In Connecticut, there are various different grounds that can lead to a business dispute. Often, prior agreements and contracts have terms that the businesses disagree upon. Disputes can also occur over property matters, billing issues or other disagreements.
What to Do in a Business Dispute?
If involved in a business dispute in Waterbury, Connecticut, reviewing any relevant documents, especially contracts, should be the first step. These documents may determine how the dispute will be resolved. Not all contracts have dispute resolution clauses, of course, and sometimes neither business has any documents relevant to the dispute at all. If that is the case, a court may be needed to resolve the dispute. Connecticut courts will look to your specific case and try to discover the best resolution. In determining the outcome, they will use a specific set of legal principles designed for situations where the parties have not agreed beforehand on how to handle a dispute. Disputes over contracts and other agreements are handled differently depending on the laws of each state.
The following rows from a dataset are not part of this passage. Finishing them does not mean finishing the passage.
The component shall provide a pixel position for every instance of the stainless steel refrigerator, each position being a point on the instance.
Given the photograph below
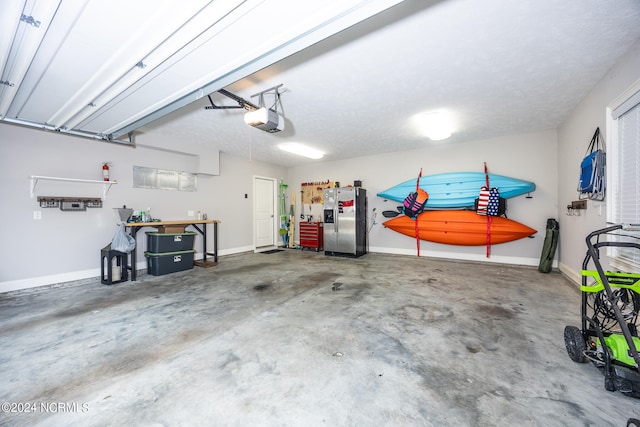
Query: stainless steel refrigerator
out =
(345, 221)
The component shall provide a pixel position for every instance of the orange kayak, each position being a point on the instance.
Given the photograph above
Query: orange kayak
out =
(464, 228)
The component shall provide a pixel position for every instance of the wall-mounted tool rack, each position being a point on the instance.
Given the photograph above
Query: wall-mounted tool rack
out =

Attorneys in Waterbury know the laws of Connecticut, and can offer individualized advice for those involved in business disputes. Resolution of the dispute may even be reached outside of court once an attorney's knowledge of the law smoothens negotiations between the two parties.
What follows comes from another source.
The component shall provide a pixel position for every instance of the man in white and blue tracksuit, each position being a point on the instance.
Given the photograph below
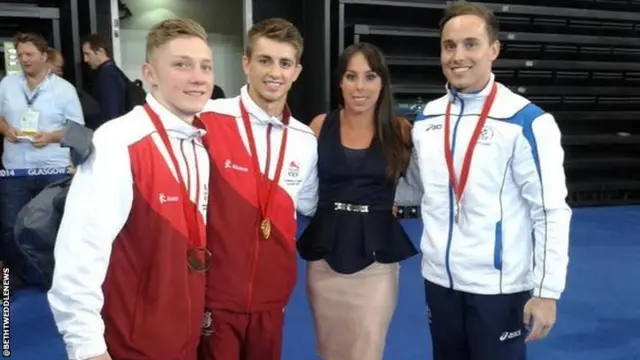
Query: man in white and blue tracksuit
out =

Alternative Dispute Resolution
Sometimes contracts themselves require that disputes under them be resolved outside of court. Methods of conflict resolution of this type are called Alternative Dispute Resolution or ADR. ADR includes Mediation, Arbitration and sometimes a combination of the two. ADR is designed to reach the same conclusion as a court, but without the cost and inconvenience of actually appearing before a judge. Nevertheless, each type of ADR carries its own set of protocol, often involving a neutral third party that resolves the conflict according to the law. If your business dispute is to be resolved by ADR, an attorney familiar with these methods in Waterbury can counsel you throughout the process and develop the case you will present.